L’analyse de la situation qui sous-tend ce roman n’est pas « libérale » pour autant. Les opinions libérales, beaucoup moins dominantes et affirmées en France qu’on se l’imagine à gauche, ont un certain droit de cité dans ce récit. Mais elles ne s’imposent pas comme vérités révélées, car si les analyses faites par les libéraux sont riches et souvent mieux informées que celles de nombre de leurs adversaires, nous sommes loin de vivre dans un pays « socialiste » que les mêmes libéraux se complaisent à dénoncer. La France décrite dans ces pages est effectivement un pays où l’Etat intervient presque partout, mais en collusion avec le secteur privé. Et le détonateur final du récit, la dette publique, est le produit de la juxtaposition entre une gestion étatique laxiste et opaque, et d’un gonflement de la dette par les intérêts privés (mais aucun de ces éléments n’explique à lui seul tout le problème).

 

L’autre but majeur de ce texte, c’est justement de rappeler que la France, comme tous les Etats et toutes les nations, est faible, mortelle, vulnérable. Mon éloignement des partis de gauche fut provoqué en partie par la trop grande tolérance, quand ce n’était pas l’appui total, qui y est donné aux discours qui placent la France comme éternelle oppresseure (de ses anciennes colonies, des minorités ethniques et régionales, des immigrés…). En oubliant que la France, c’est plus de mille ans de combats pour arriver à unifier des territoires divers, en manquant plusieurs fois de tout perdre. La menace pour l’unité de notre pays, dans un chaos social, économique et politique qu’illustre ce livre, pourrait venir d’en bas, mais aussi d’en haut, via l’Union Européenne, cette « puissance tutélaire » déjà évoquée plus haut. Ce roman veut donc aussi rappeler que le péril qu’encourt actuellement notre pays n’est pas qu’économique, il est existentiel. Et qu’on ne peut pas fonder une cohésion nationale uniquement sur la base de la protection sociale, des « services publics à la française », d’un Etat social, quelque soit l’opinion que l’on ait de l’intervention publique dans le social. Etre français ne se résume ni à une carte d’identité, ni à une carte Vitale. C’est avant tout une volonté d’être membre de la nation, même quand on n’y gagne rien matériellement.

 

Au final, je n’ai donc pas fait un roman nihiliste, appelant au nettoyage du « Système » par le vide.

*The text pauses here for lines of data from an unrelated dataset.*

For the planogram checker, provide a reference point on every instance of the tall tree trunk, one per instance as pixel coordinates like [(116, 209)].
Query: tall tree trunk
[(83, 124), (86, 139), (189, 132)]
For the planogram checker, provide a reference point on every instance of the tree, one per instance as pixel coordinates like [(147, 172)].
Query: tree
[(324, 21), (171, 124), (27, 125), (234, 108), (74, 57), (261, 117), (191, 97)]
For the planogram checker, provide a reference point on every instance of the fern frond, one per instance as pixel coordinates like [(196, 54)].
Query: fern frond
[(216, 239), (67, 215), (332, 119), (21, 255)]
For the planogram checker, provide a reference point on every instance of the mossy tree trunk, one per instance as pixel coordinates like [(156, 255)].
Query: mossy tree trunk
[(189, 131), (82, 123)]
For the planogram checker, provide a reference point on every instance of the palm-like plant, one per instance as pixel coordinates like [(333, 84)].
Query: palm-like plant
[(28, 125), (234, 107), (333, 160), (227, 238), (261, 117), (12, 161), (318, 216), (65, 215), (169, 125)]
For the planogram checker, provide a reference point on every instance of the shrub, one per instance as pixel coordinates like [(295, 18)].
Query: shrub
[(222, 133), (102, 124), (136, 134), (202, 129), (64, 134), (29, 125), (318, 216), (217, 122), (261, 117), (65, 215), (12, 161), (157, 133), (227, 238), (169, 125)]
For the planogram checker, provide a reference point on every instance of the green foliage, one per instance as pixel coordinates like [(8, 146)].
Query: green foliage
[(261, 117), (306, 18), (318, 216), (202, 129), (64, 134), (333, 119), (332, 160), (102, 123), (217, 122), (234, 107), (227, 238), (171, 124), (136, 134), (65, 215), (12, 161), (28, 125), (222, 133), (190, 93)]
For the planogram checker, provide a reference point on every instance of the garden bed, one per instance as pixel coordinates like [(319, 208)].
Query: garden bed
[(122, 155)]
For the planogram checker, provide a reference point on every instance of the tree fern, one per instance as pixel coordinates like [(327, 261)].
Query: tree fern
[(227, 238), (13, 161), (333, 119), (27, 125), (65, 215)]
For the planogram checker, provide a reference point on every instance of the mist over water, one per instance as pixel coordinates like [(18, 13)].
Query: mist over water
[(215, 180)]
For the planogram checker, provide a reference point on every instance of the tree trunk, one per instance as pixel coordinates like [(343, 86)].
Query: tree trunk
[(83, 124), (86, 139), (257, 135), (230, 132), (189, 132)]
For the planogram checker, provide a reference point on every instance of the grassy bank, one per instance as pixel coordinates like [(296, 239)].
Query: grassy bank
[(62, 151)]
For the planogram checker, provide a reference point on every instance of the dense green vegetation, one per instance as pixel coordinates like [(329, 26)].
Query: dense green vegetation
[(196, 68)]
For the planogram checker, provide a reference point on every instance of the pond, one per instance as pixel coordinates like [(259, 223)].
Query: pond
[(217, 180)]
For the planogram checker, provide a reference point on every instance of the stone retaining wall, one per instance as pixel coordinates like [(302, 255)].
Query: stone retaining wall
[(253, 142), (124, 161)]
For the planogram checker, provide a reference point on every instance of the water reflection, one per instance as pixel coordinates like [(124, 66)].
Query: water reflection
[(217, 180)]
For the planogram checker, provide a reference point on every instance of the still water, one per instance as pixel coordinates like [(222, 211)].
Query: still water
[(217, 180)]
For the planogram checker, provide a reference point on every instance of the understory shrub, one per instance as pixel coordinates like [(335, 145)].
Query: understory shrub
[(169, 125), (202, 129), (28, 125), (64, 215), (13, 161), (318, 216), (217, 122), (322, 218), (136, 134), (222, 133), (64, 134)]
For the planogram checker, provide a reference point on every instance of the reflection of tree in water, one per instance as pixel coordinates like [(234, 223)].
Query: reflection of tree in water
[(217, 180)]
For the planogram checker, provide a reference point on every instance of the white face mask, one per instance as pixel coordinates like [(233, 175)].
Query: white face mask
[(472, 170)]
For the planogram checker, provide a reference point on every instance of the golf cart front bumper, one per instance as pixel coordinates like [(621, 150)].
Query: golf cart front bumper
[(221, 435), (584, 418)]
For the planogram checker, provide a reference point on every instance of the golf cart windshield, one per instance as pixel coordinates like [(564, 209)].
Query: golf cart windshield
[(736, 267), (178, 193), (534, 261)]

Je ne souhaite pas que cette histoire se réalise, même si elle est plus une dystopie qu’une contre-utopie : la France qui émerge de cette « révolution » n’apparait pas en tous points sombre, et son avenir n’est point bouché. Sans vouloir en révéler plus, la fin n’est pas hollywoodienne, aucun deus ex machina ne sort à lui seul le pays de l’abîme. Ce qui n’empêche que des propositions concrètes sont abordées. Pas un programme politique cependant. Certainement pas dans un roman.

 

Et ça s’arrête là ? Non…

 

Ce roman a aussi une histoire : initialement, il devait être collectif. Finalement, je l’ai rédigé seul. Mais il peut toujours devenir collectif. Car il est évolutif (la première version mise en ligne est la v1.3, ce qui signifie qu’il y a eu 3 modifications par rapport au premier texte, mais pas de changement majeur du récit ou de sa structure, auquel cas nous passerions à la v2.0…).

 

J’accueillerai volontiers toute proposition de modification du roman, pour y rajouter des passages, pour en approfondir d’autres, pour y faire intervenir d’autres points de vue… Avec une précision : ce texte est et sera toujours diffusé gratuitement, sauf s’il devait changer radicalement de contenu.